Community Newspapers Seek Humor In Police Logs


Community newspapers increasingly are looking for creative ways to present items in police logs, says Editor & Publisher. The magazine credits Kevin Hoover, editor of the Arcata Eye in Northern California’s Humboldt County, who is compiling a collection of his items for a book.

Under Hoover, a mundane noise complaint is turned into a limerick worthy of Dr. Seuss: “3:55 p.m.: A bongo’s percussory drone, Like Lucifer’s own metronome, Raged on for an hour, Extending its power, Across Patchouli Plazadome.” Another sample: “1:12 a.m.: Officials at an all-night… diner had some trouble persuading a topless man to put on a shirt, so the other customers could masticate their hash browns in peace without his brazen nipples obtruding on the scene.”

Editor & Publisher says other local papers have taken a tongue-in-cheek approach. Reported the weekly Stranger in Seattle: “Officer B. Hope reports that today he was told by a complainant that an unknown woman had driven all the way up from Arizona to reclaim her husband (whom we shall call ‘Burt’). The woman believes that she is on ‘a mission of God’ and that she is [Burt’s] true wife. The unknown Arizona woman contends that the complainant stole Burt from her, but now she wants her man back…”

From the Argus-Courier in Petaluma, Calif.: “7:45 a.m.: Maybe in the rush to get to work on time, this free spirit simply forgot his/her pants. Or perhaps s/he wished to experience an all-over breeze. Whatever the reason, police busted the soul for indecent exposure.”

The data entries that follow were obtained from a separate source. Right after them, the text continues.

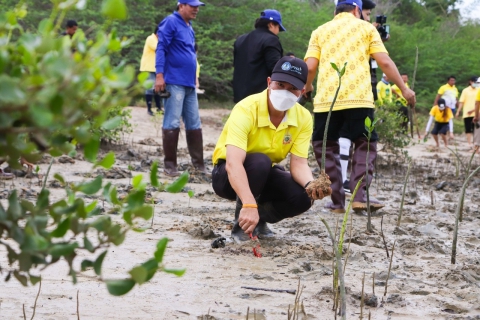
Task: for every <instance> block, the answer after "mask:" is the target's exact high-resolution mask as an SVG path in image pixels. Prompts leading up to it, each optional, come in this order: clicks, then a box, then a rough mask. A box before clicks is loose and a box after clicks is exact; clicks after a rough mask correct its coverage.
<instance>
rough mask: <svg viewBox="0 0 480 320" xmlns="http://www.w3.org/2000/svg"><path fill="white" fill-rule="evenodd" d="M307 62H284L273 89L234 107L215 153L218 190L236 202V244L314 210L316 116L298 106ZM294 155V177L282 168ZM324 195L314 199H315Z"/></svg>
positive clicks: (292, 175)
mask: <svg viewBox="0 0 480 320" xmlns="http://www.w3.org/2000/svg"><path fill="white" fill-rule="evenodd" d="M307 74H308V68H307V65H306V64H305V62H304V61H302V60H300V59H297V58H293V57H283V58H281V59H280V60H279V61H278V62H277V64H276V65H275V67H274V69H273V73H272V76H271V77H269V78H267V79H265V80H266V81H267V84H268V88H267V89H266V90H264V91H263V92H261V93H258V94H254V95H251V96H248V97H247V98H245V99H243V100H241V101H240V102H239V103H237V105H236V106H235V107H234V108H233V110H232V113H231V114H230V117H229V119H228V121H227V123H226V124H225V127H224V128H223V131H222V134H221V135H220V138H219V139H218V142H217V145H216V147H215V151H214V152H213V159H212V160H213V163H214V165H215V167H214V169H213V171H212V186H213V190H214V191H215V193H216V194H217V195H219V196H220V197H222V198H226V199H229V200H236V201H237V205H236V209H235V221H234V226H233V229H232V237H233V239H234V240H235V241H236V242H241V241H245V240H248V239H249V236H250V235H251V236H258V237H259V238H266V237H272V236H273V232H272V231H271V230H270V229H269V228H268V226H267V222H268V223H276V222H278V221H280V220H283V219H285V218H289V217H294V216H297V215H299V214H301V213H303V212H305V211H307V210H308V209H309V208H310V207H311V206H312V203H313V201H312V199H311V198H309V196H308V195H307V193H306V191H305V188H306V187H307V186H308V184H309V183H310V182H311V181H312V180H313V176H312V171H311V170H310V168H309V166H308V162H307V158H308V149H309V145H310V137H311V136H312V131H313V126H312V116H311V115H310V112H308V110H307V109H305V108H303V107H302V106H301V105H300V104H298V103H297V99H298V98H299V97H300V96H301V95H302V94H303V92H304V89H303V87H304V85H305V82H306V81H307ZM288 154H290V172H288V171H286V170H285V169H284V168H283V167H282V166H280V165H278V164H277V163H279V162H281V161H282V160H283V159H285V158H286V157H287V155H288ZM323 197H324V195H323V193H322V192H321V191H320V190H318V192H317V193H316V194H315V193H314V195H312V198H313V200H316V199H321V198H323Z"/></svg>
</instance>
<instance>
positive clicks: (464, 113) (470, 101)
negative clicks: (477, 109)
mask: <svg viewBox="0 0 480 320" xmlns="http://www.w3.org/2000/svg"><path fill="white" fill-rule="evenodd" d="M477 93H478V88H473V87H472V86H468V87H466V88H465V89H463V91H462V94H461V95H460V100H458V102H461V103H463V108H462V111H463V113H462V117H463V118H473V117H474V116H475V112H474V111H475V99H476V97H477Z"/></svg>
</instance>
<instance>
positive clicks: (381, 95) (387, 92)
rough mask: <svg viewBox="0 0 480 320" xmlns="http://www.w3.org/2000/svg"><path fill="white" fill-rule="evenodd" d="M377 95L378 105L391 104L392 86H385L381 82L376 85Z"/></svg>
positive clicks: (386, 85)
mask: <svg viewBox="0 0 480 320" xmlns="http://www.w3.org/2000/svg"><path fill="white" fill-rule="evenodd" d="M377 94H378V101H379V102H380V104H383V103H386V102H388V103H392V86H391V85H390V83H389V84H386V83H385V82H383V81H380V82H379V83H377Z"/></svg>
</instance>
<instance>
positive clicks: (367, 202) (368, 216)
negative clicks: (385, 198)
mask: <svg viewBox="0 0 480 320" xmlns="http://www.w3.org/2000/svg"><path fill="white" fill-rule="evenodd" d="M370 136H371V133H370V132H368V143H367V161H366V165H365V175H366V180H365V188H366V192H367V231H368V232H373V229H372V211H371V210H370V192H369V189H370V187H369V181H368V158H369V157H370Z"/></svg>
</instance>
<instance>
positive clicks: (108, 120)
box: [101, 116, 122, 130]
mask: <svg viewBox="0 0 480 320" xmlns="http://www.w3.org/2000/svg"><path fill="white" fill-rule="evenodd" d="M121 125H122V117H120V116H117V117H114V118H111V119H108V120H107V121H105V122H104V123H102V125H101V128H102V129H104V130H113V129H116V128H118V127H120V126H121Z"/></svg>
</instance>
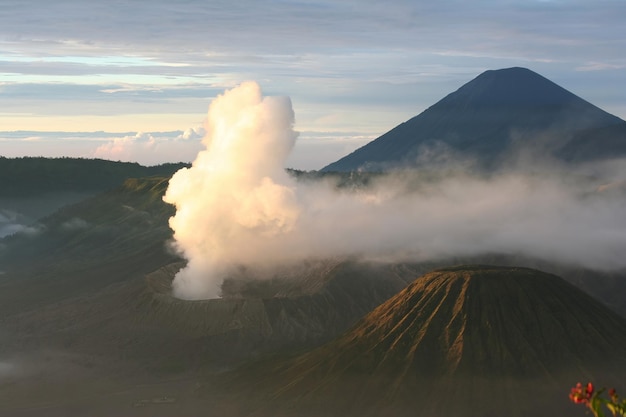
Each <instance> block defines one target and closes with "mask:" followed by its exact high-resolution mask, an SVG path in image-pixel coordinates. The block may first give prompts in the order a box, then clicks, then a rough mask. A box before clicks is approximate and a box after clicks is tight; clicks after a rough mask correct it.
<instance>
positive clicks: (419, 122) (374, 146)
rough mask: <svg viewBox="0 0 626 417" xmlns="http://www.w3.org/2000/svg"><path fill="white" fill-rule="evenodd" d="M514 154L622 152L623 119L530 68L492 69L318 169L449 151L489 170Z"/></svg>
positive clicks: (340, 167) (377, 170) (625, 135)
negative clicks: (583, 99) (404, 120)
mask: <svg viewBox="0 0 626 417" xmlns="http://www.w3.org/2000/svg"><path fill="white" fill-rule="evenodd" d="M520 153H522V154H525V155H526V154H530V155H531V156H533V157H536V156H542V157H545V155H549V156H550V157H552V158H555V159H557V160H560V161H563V162H569V163H575V162H581V161H591V160H598V159H604V158H610V157H618V156H624V155H626V122H625V121H624V120H622V119H620V118H618V117H616V116H613V115H611V114H609V113H607V112H605V111H603V110H601V109H600V108H598V107H596V106H594V105H593V104H591V103H589V102H587V101H585V100H583V99H582V98H580V97H578V96H576V95H575V94H573V93H571V92H569V91H567V90H565V89H564V88H562V87H560V86H558V85H557V84H555V83H553V82H552V81H550V80H548V79H546V78H545V77H543V76H541V75H539V74H537V73H535V72H533V71H531V70H529V69H526V68H518V67H516V68H507V69H500V70H491V71H486V72H484V73H482V74H480V75H479V76H478V77H476V78H475V79H473V80H472V81H470V82H468V83H467V84H465V85H463V86H462V87H461V88H459V89H458V90H457V91H455V92H453V93H451V94H449V95H447V96H446V97H445V98H443V99H442V100H440V101H439V102H437V103H436V104H434V105H433V106H431V107H429V108H428V109H426V110H425V111H424V112H422V113H421V114H419V115H417V116H415V117H413V118H412V119H410V120H408V121H406V122H404V123H402V124H400V125H399V126H397V127H395V128H394V129H392V130H390V131H389V132H387V133H385V134H384V135H382V136H380V137H379V138H377V139H375V140H374V141H372V142H370V143H368V144H367V145H365V146H363V147H361V148H359V149H357V150H356V151H354V152H353V153H351V154H349V155H347V156H345V157H343V158H341V159H340V160H338V161H336V162H334V163H332V164H330V165H328V166H326V167H325V168H323V169H322V171H354V170H358V169H362V170H363V169H364V170H369V171H379V170H386V169H389V168H398V167H414V166H420V164H424V163H426V162H428V163H433V160H437V159H438V158H439V159H442V158H443V157H444V156H445V157H449V156H450V155H452V156H453V157H455V159H458V158H459V157H460V158H464V159H468V160H471V161H472V163H476V164H477V165H478V166H479V167H482V168H486V169H494V168H497V167H498V166H499V165H500V164H502V163H503V158H505V159H508V158H513V157H516V156H518V155H519V154H520ZM425 156H428V158H426V159H428V161H425ZM444 160H445V158H444Z"/></svg>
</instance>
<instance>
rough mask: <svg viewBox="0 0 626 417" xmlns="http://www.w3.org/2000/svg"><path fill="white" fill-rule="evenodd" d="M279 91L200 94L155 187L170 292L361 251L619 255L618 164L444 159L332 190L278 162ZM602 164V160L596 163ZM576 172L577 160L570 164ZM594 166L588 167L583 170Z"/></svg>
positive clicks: (444, 252) (617, 262)
mask: <svg viewBox="0 0 626 417" xmlns="http://www.w3.org/2000/svg"><path fill="white" fill-rule="evenodd" d="M293 123H294V115H293V111H292V108H291V103H290V101H289V99H288V98H278V97H265V98H264V97H262V95H261V91H260V88H259V86H258V85H257V84H255V83H245V84H242V85H241V86H239V87H237V88H234V89H232V90H230V91H227V92H226V93H224V94H223V95H222V96H220V97H218V98H217V99H216V100H214V101H213V103H212V104H211V105H210V108H209V114H208V121H207V127H206V130H207V135H206V137H205V138H204V140H203V143H204V146H205V147H206V149H205V150H203V151H202V152H200V153H199V154H198V157H197V158H196V160H195V161H194V163H193V165H192V167H191V168H188V169H182V170H181V171H179V172H177V173H176V174H175V175H174V177H173V178H172V179H171V181H170V185H169V188H168V190H167V193H166V195H165V197H164V199H165V201H166V202H169V203H171V204H174V205H175V206H176V215H175V216H174V217H172V218H171V219H170V226H171V228H172V229H173V230H174V239H175V246H176V248H177V250H178V251H179V252H180V253H181V254H182V255H183V256H184V257H185V258H186V259H187V260H188V264H187V266H186V267H185V268H184V269H183V270H181V271H180V272H179V273H178V275H177V276H176V278H175V280H174V283H173V286H174V292H175V295H176V296H178V297H181V298H188V299H198V298H213V297H219V295H220V286H221V283H222V282H223V280H224V279H225V278H226V277H227V276H228V274H229V273H232V271H234V270H235V269H236V268H238V267H239V266H242V265H245V266H249V267H253V268H257V267H258V268H260V267H263V266H268V265H273V264H282V263H288V262H294V261H298V260H302V259H307V258H320V257H322V258H323V257H337V256H344V255H361V256H367V257H370V258H372V257H373V258H378V259H401V258H403V259H411V260H432V259H442V258H446V257H450V256H455V257H458V256H474V255H481V254H484V253H502V254H520V255H525V256H531V257H535V258H539V259H545V260H550V261H556V262H563V263H569V264H577V265H584V266H587V267H590V268H596V269H617V268H625V267H626V257H624V256H623V254H624V250H626V210H623V207H626V204H625V203H626V198H625V193H624V192H623V189H624V187H623V186H621V185H619V181H623V180H624V179H625V178H626V177H625V176H624V175H623V174H624V173H626V170H625V169H623V168H624V165H623V164H622V165H620V164H619V163H613V164H611V165H610V166H609V165H607V167H608V168H610V169H608V168H607V169H605V171H606V172H607V173H608V174H607V177H610V181H611V182H612V184H617V185H616V186H608V188H607V187H606V186H605V187H600V188H598V186H599V185H601V182H598V180H597V178H598V176H599V175H598V173H599V172H600V171H602V169H601V168H602V167H598V166H596V167H591V168H593V171H592V170H590V169H589V170H587V172H593V176H589V175H580V176H578V177H576V178H574V177H573V176H572V175H569V174H568V173H565V174H564V173H563V172H562V171H561V172H559V171H557V170H555V169H550V170H546V169H543V170H541V171H537V170H535V171H534V173H532V174H529V173H528V169H525V170H524V172H523V173H520V171H519V170H515V171H510V172H508V173H500V174H498V175H492V176H489V177H485V176H479V175H473V176H472V175H467V174H463V173H460V172H459V171H458V170H457V171H450V172H448V174H446V175H441V173H438V174H437V175H430V174H425V173H423V172H421V173H420V172H404V173H396V174H394V175H389V176H385V177H380V178H378V179H377V180H376V181H374V184H372V185H371V186H368V187H367V188H360V189H357V190H344V191H341V190H339V189H338V188H337V187H336V184H334V183H332V182H331V181H330V180H326V181H298V182H296V181H295V180H294V179H292V178H291V177H290V176H288V175H287V174H286V173H285V171H284V163H285V160H286V158H287V157H288V155H289V152H290V151H291V149H292V147H293V146H294V142H295V139H296V133H295V132H294V131H293V128H292V126H293ZM605 168H606V167H605ZM581 172H582V171H581ZM591 177H593V178H595V179H589V178H591Z"/></svg>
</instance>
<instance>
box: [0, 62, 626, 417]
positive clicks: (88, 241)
mask: <svg viewBox="0 0 626 417" xmlns="http://www.w3.org/2000/svg"><path fill="white" fill-rule="evenodd" d="M246 89H247V90H246ZM248 96H250V97H252V98H251V99H249V98H248ZM220 100H221V101H219V102H217V103H214V104H213V105H212V106H213V107H212V109H211V110H210V114H213V115H214V117H215V119H214V120H213V119H211V120H213V123H214V124H215V125H216V126H217V125H220V123H222V120H225V119H227V118H226V117H225V116H224V117H219V116H223V115H222V113H220V112H221V111H223V107H222V106H224V103H228V104H230V105H233V107H237V106H236V105H239V104H241V103H243V104H241V107H242V108H245V109H247V107H246V106H248V105H249V102H250V101H252V102H254V106H250V107H252V108H253V110H254V111H256V109H257V108H260V109H261V110H259V113H251V114H254V115H255V117H258V118H261V119H262V120H263V122H262V123H260V124H259V125H260V126H261V127H262V128H258V129H257V130H258V131H260V132H261V133H260V134H259V136H258V137H254V138H253V139H254V140H253V141H249V140H246V139H249V135H248V136H246V134H248V132H249V130H250V129H249V128H248V127H247V126H244V127H243V128H242V127H241V126H240V124H237V123H235V124H234V125H235V126H236V127H237V128H240V129H243V130H242V131H243V132H244V133H241V132H239V131H236V133H237V134H240V133H241V137H240V136H237V135H231V136H228V137H229V138H230V139H233V138H234V139H233V143H234V145H233V147H232V148H231V147H229V146H230V144H229V143H228V142H224V143H222V141H221V139H220V138H219V137H217V136H214V137H212V141H207V148H208V149H207V151H205V153H202V154H200V155H199V157H198V159H197V160H196V161H195V162H194V163H193V164H192V165H183V164H181V165H164V166H158V167H151V168H145V167H140V166H138V165H136V164H134V165H133V164H120V163H109V162H105V161H101V160H72V159H43V158H39V159H38V158H33V159H31V158H24V159H6V158H0V178H2V182H1V184H2V189H1V190H0V191H1V193H0V210H1V211H0V215H1V216H2V217H0V220H1V221H2V223H0V227H1V228H2V229H1V230H2V234H3V236H2V239H1V240H0V414H1V415H11V416H43V415H45V416H55V415H58V416H66V415H87V414H89V415H102V416H110V415H116V416H126V415H127V416H143V415H145V416H185V415H189V416H195V415H216V416H228V415H233V416H278V415H285V416H300V415H302V416H305V415H307V416H309V415H310V416H320V415H336V416H349V415H355V416H356V415H371V416H377V415H380V416H383V415H397V416H400V415H424V416H439V415H450V416H456V415H462V416H489V415H494V416H495V415H511V416H514V415H520V416H522V415H535V416H540V415H545V416H551V415H563V414H566V413H570V414H572V415H573V414H574V413H576V412H579V411H578V410H576V409H575V406H574V405H572V404H570V403H569V402H568V400H567V392H568V389H569V388H570V386H572V385H573V384H574V383H576V382H578V381H586V380H594V381H597V382H598V384H604V385H611V384H614V385H615V386H616V387H620V386H621V385H620V384H623V381H624V377H625V376H626V371H624V370H625V369H626V296H625V295H626V261H625V260H624V257H623V253H624V250H625V249H626V237H625V235H624V231H625V229H624V228H625V227H626V216H625V214H624V211H623V207H624V204H625V203H626V188H625V186H624V184H626V169H625V168H626V163H625V162H624V161H625V159H624V158H626V129H625V128H624V127H625V126H626V122H624V121H623V120H621V119H619V118H617V117H615V116H612V115H610V114H608V113H606V112H604V111H602V110H600V109H598V108H597V107H595V106H593V105H591V104H589V103H587V102H585V101H584V100H582V99H580V98H578V97H576V96H574V95H573V94H571V93H569V92H567V91H566V90H564V89H562V88H560V87H558V86H556V85H555V84H553V83H551V82H550V81H548V80H546V79H544V78H543V77H541V76H539V75H538V74H535V73H533V72H531V71H529V70H525V69H520V68H513V69H507V70H498V71H488V72H486V73H483V74H481V75H479V76H478V77H477V78H476V79H475V80H473V81H470V82H469V83H468V84H466V85H465V86H463V87H461V89H459V90H458V91H456V92H454V93H451V94H450V95H448V96H447V97H445V98H444V99H442V100H441V101H440V102H438V103H436V104H435V105H433V106H432V107H431V108H429V109H428V110H426V111H425V112H423V113H422V114H420V115H418V116H416V117H415V118H413V119H411V120H409V121H407V122H406V123H403V124H402V125H400V126H398V127H397V128H395V129H393V130H392V131H390V132H388V133H386V134H385V135H383V136H381V137H380V138H378V139H377V140H375V141H373V142H371V143H370V144H368V145H366V146H365V147H363V148H361V149H359V150H357V151H356V152H354V153H352V154H351V155H348V156H346V157H345V158H343V159H341V160H339V161H337V162H335V163H334V164H331V165H329V166H327V167H325V168H324V169H322V170H321V171H311V172H302V171H293V170H291V171H290V170H288V171H285V170H284V167H283V165H282V163H283V162H284V157H285V155H287V154H288V153H289V151H290V147H291V146H293V141H294V140H295V135H294V134H293V131H292V130H291V124H292V122H291V120H292V119H293V114H292V113H293V112H292V111H291V108H290V105H288V104H287V103H285V102H284V101H280V100H276V101H271V100H270V101H266V100H265V99H262V98H260V96H257V92H256V90H255V88H254V86H252V87H251V86H246V87H245V88H243V89H241V90H239V89H235V90H232V91H231V92H228V93H226V94H225V95H224V96H221V97H220ZM227 100H232V102H231V101H227ZM238 100H239V101H238ZM255 100H256V101H255ZM257 101H258V102H257ZM220 104H221V105H222V106H220ZM255 106H256V107H255ZM224 107H227V106H224ZM246 120H247V119H246ZM255 120H256V119H255ZM220 126H221V125H220ZM268 126H269V127H268ZM227 127H228V126H227ZM233 129H234V128H233ZM255 129H256V126H255ZM264 129H265V130H264ZM218 130H219V129H217V128H216V131H218ZM235 130H236V129H235ZM257 130H254V129H252V131H255V132H256V131H257ZM210 134H211V133H210V132H209V136H210ZM276 138H278V139H276ZM238 141H239V142H238ZM25 172H27V173H29V175H31V176H32V178H28V177H27V175H25V174H23V173H25ZM164 199H165V201H167V203H166V202H165V201H164ZM34 208H36V210H35V209H34ZM624 390H626V387H623V388H622V391H624Z"/></svg>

Some editors are wary. Leah Pietrusiak, editor of citylink on Chicago’s Near West Side, says, “You can be humorous in a small town … but you have to be really careful to not downplay the seriousness. If [readers] don’t take what they are reading seriously and don’t take it as a warning to be careful … they won’t apply it to their own situation. Ultimately, you’re there to make people aware of crime.”

Says Northern California’s Hoover: “We never make light of anything that’s really bad. Obviously if there’s a serious robbery or accident, we’re not gonna make light of it.” He added that, “If you see some of these incidents going down, they’re soaked in humor. To approach them in a serious way is to arbitrarily cut out part of what happened.”